AAAACK, I thought it would never end. No, not the continuous discussions about the 2016 Presidential Election – unfortunately for all of us that drabble has just begun. No, I am talking about the writing and literature classes I teach as an adjunct at an area college. Don’t get me wrong the students, for the most part, try their best, it’s a shame their best is simply not very good. In consequence, as I turned in my keys and grades my heart fairly flew out of the confines of my chest and somewhat meager bosom. I felt like Mrs. Mallard upon hearing about the sudden death of her husband, her words “Free! Body and soul free!” flitting across my brain.
Free from trying to explain how to avoid passive voice and the problem with mixing past and present tense and don’t get me started on the nauseating abundance of clichés that are so painful and so oft repeated just the mere hint of them makes my stomach ache. Free to do as I please I ponder the things my students struggled with—and with my monthly blog post due—I decided to give a quick refresher on these very things.
For today, I’ll cover passive voice, my personal nemesis.
Verbs are either active (The executive committee approved the new policy) or passive (The new policy was approved by the executive committee) in voice. (I like to call this the lazy voice where you sound as lazy as this sea lion.) In the active voice, the subject and verb relationship is straightforward: the subject is a be-er or a do-er and the verb moves the sentence along.
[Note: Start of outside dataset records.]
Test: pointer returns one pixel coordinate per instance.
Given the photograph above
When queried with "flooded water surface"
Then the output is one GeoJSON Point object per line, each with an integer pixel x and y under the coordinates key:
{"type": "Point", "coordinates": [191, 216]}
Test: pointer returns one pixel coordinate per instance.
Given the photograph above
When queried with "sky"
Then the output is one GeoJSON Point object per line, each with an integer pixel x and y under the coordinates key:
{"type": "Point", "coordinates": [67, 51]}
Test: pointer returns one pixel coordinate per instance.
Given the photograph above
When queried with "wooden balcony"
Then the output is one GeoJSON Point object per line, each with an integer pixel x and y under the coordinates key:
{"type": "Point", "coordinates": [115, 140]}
In the passive voice, the subject of the sentence is neither a do-er or a be-er, but is acted upon by some other agent or by something unnamed (The new policy was approved). Grammar checkers are able to pick out a passive voice construction from miles away and ask you to revise it to a more active construction. There is nothing inherently wrong with the passive voice, but if you can say the same thing in the active mode, do so. Your text will have more pizzazz as a result, since passive verb constructions tend to lie about in their pajamas and avoid actual work. And I know you don't want to look like this.
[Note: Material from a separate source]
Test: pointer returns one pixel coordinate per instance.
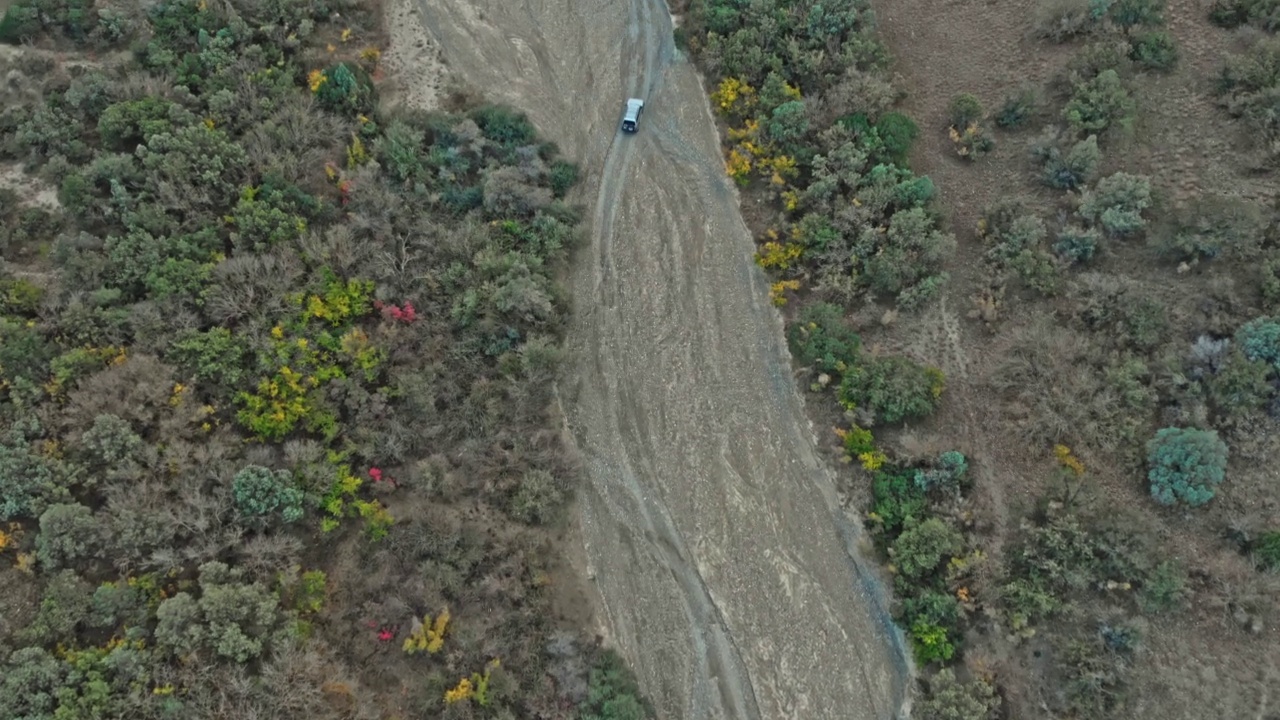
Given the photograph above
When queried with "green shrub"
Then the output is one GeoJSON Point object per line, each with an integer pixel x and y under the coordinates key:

The passive voice does exist for a reason, however, and its presence is not always to be despised. It is particularly useful (even recommended) in two situations: When it is more important to draw our attention to the person or thing acted upon: The unidentified victim was apparently struck during the early morning hours.
When the actor in the situation is not important: The aurora borealis can be observed in the early morning hours.
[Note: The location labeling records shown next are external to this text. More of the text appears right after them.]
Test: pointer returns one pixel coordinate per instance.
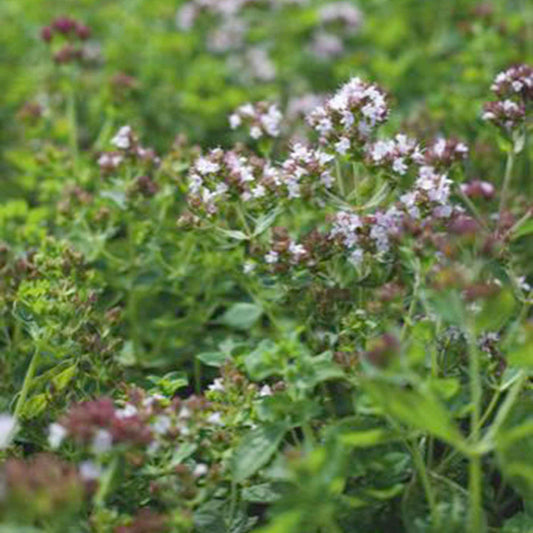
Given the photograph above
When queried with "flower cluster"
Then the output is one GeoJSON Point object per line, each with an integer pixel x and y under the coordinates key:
{"type": "Point", "coordinates": [67, 27]}
{"type": "Point", "coordinates": [99, 424]}
{"type": "Point", "coordinates": [306, 172]}
{"type": "Point", "coordinates": [517, 80]}
{"type": "Point", "coordinates": [54, 484]}
{"type": "Point", "coordinates": [373, 233]}
{"type": "Point", "coordinates": [394, 155]}
{"type": "Point", "coordinates": [141, 420]}
{"type": "Point", "coordinates": [350, 116]}
{"type": "Point", "coordinates": [128, 146]}
{"type": "Point", "coordinates": [72, 32]}
{"type": "Point", "coordinates": [443, 153]}
{"type": "Point", "coordinates": [430, 196]}
{"type": "Point", "coordinates": [284, 250]}
{"type": "Point", "coordinates": [262, 119]}
{"type": "Point", "coordinates": [220, 175]}
{"type": "Point", "coordinates": [514, 87]}
{"type": "Point", "coordinates": [478, 189]}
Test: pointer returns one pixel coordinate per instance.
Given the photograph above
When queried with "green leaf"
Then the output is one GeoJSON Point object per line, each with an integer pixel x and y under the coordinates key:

The passive voice is especially helpful (and even regarded as mandatory) in scientific or technical writing or lab reports, where the actor is not really important but the process or principle described is of ultimate importance. Instead of writing "I poured 20 cc of acid into the beaker," you would write "Twenty cc of acid is/was poured into the beaker." The passive voice is also useful when describing, say, a mechanical process in which the details of process are much more important than anyone's taking responsibility for the action: "The first coat of primer paint is applied immediately after the acid rinse."
In a nutshell, (oops, I know, I know, I can’t help it, I’ve been grading and listening to cliché obsessed students all semester and it’s difficult to stop cold turkey) instead of writing “I was wondering why you showed up dressed as a clown,” go with, (I wondered why you showed up dressed as a clown,” or my favorite and most direct action, “Why did you dress up as a clown.” I mean come on, she came wearing white face and a ball on her nose so ask her straight out and don’t be passive about it.